A El Sexto, artiste de graffiti de la Havane détenu arbitrairement
Les pneus grincent ; les portes de la
voiture s’ouvrent brusquement et trois hommes en descendent qui semblent
sortis du même moule : forts, rasés à la façon militaire, avec des
portables accrochés à la ceinture. Il n’y a pas d’échappatoire possible.

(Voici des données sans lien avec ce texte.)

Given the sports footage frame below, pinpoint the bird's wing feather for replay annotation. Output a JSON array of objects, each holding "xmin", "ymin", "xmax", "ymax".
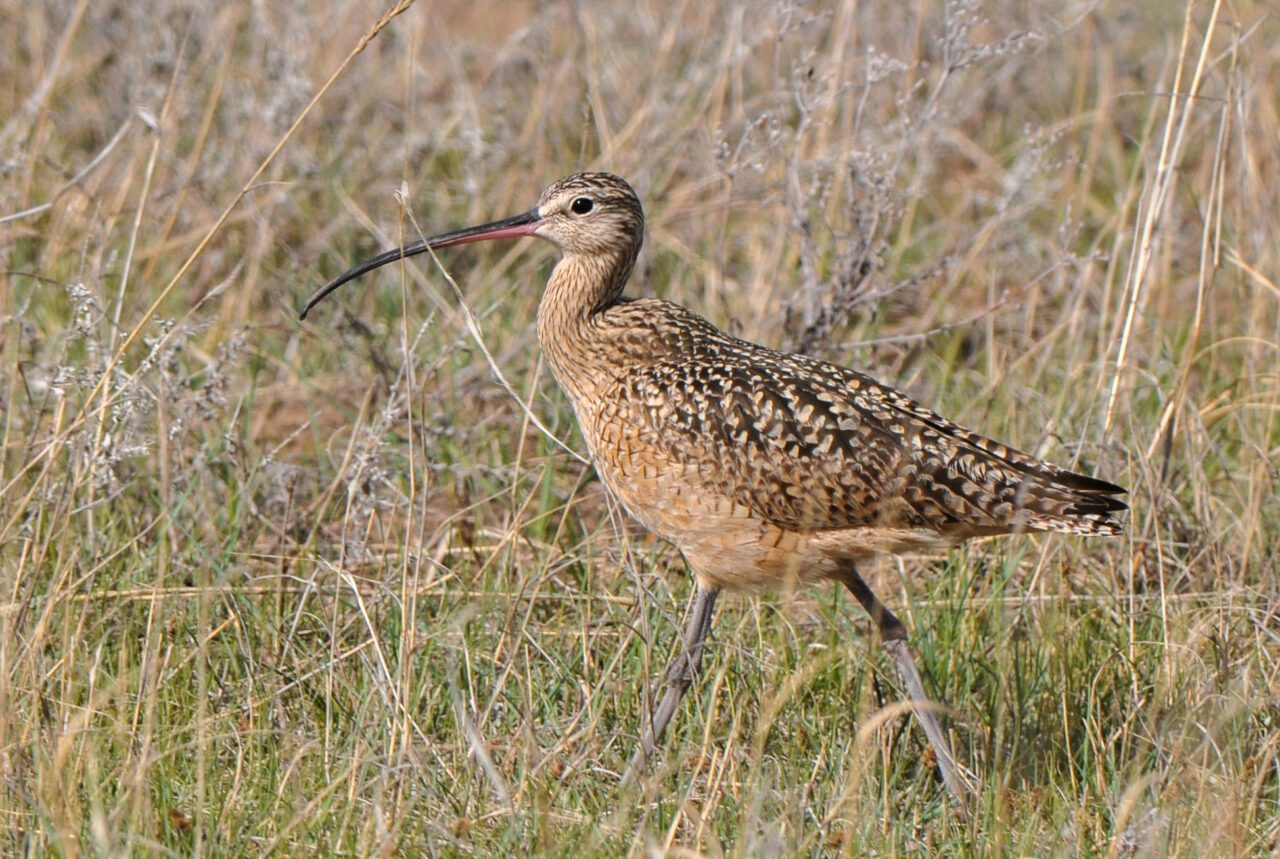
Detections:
[{"xmin": 622, "ymin": 335, "xmax": 1124, "ymax": 536}]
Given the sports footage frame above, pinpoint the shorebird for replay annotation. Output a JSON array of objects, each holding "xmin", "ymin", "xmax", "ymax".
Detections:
[{"xmin": 302, "ymin": 173, "xmax": 1126, "ymax": 803}]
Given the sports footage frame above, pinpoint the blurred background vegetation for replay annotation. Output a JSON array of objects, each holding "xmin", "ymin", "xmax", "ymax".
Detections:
[{"xmin": 0, "ymin": 0, "xmax": 1280, "ymax": 856}]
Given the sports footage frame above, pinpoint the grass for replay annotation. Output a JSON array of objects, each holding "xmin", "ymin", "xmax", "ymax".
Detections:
[{"xmin": 0, "ymin": 0, "xmax": 1280, "ymax": 856}]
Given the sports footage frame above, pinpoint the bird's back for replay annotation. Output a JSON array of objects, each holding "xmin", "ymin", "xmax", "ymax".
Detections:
[{"xmin": 579, "ymin": 300, "xmax": 1125, "ymax": 583}]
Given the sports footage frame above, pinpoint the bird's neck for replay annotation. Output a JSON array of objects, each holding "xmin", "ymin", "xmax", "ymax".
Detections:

Aucun voisin ne va te secourir, les curieux s’éloigneront effrayés et
les témoins possibles ne voudront pas parler. Ils te mettent de force
dans une voiture sans te montrer un mandat d’arrestation, ni même une
carte d’appartenance à un quelconque corps de police. Le numéro
d’immatriculation est privé pour ne laisser aucune trace
institutionnelle. Les coups non plus ne sont pas accompagnés d’un sceau
ni d’une signature ou d’un sigle quelconque. Tu viens de tomber entre
les mains des « paramilitaires » cubains, ces policiers politiques qui
ne portent jamais d’uniforme et ont le pouvoir d’échapper, de contourner
toutes les lois, de t’enfermer sans qu’il y ait délit et de t’emmener te
« promener » pendant qu’ils te crient leurs menaces et t’enfoncent le
genou dans l’abdomen.
Les méthodes de la « Camorra » sont de
plus en plus fréquentes dans les rangs de la Sécurité de l’Etat. Leur
impunité dérange les policiers réguliers qui voient ces sujets avec
pseudonyme remplir les cellules de détenus non inscrits sur le livre des
incidents. La pratique d’oeuvrer en marge de la loi est déjà devenue
une routine parmi les excités de la Section 21 qui se sentent membres
d’un corps d’élite qui a le pouvoir d’empêcher n’importe qui d’aller
quelque part ou de l’arrêter de force dans sa propre maison. Ils sont
formés à ne pas écouter puisque ça ne vaut pas la peine de se remplir
les oreilles de phrases du style « je suis un citoyen et j’ai des
droits », « je veux voir un avocat… », « De quel délit
m’accuse-t-on ? ».Pour eux leurs victimes ne sont pas des individus
protégés par la loi mais de simples « vers de terre », de purs
« minables »…. De ceux qu’un despote comme Kadhafi a un jour traités de
« rats ».
Et tu es là, dans cette voiture, un trou
noir qui engloutit la Constitution qui devrait de sauver, enserré par
le bras robuste de quelqu’un qui se fait appeler l’agent Camilo ou le
lieutenant Moisés. Pour le moment ils vont seulement te faire peur mais
dans le futur -quand tu seras plus hardi- ils se verront tentés de
t’arracher un ongle, de te mettre la tête dans un seau d’eau, de jouer
avec le courant électrique dans tes testicules. Parce que quand un
gouvernement crée des structures qui ne rendent compte à aucune justice,
alors il n’y a aucune protection possible pour ceux qui s’opposent à
lui. Ces paramilitaires d’aujourd’hui pourraient être les matons de
demain. Ces forces d’élite qui se projettent comme les défenseurs d’un
système agonisant, n’auront peut-être pas la main tremblante pour
assassiner. Ils ont déjà connu l’hystérie de freiner brutalement dans
une avenue et de te mettre de force dans une voiture. La prochaine fois
c’est ton sang qu’ils voudront voir couler.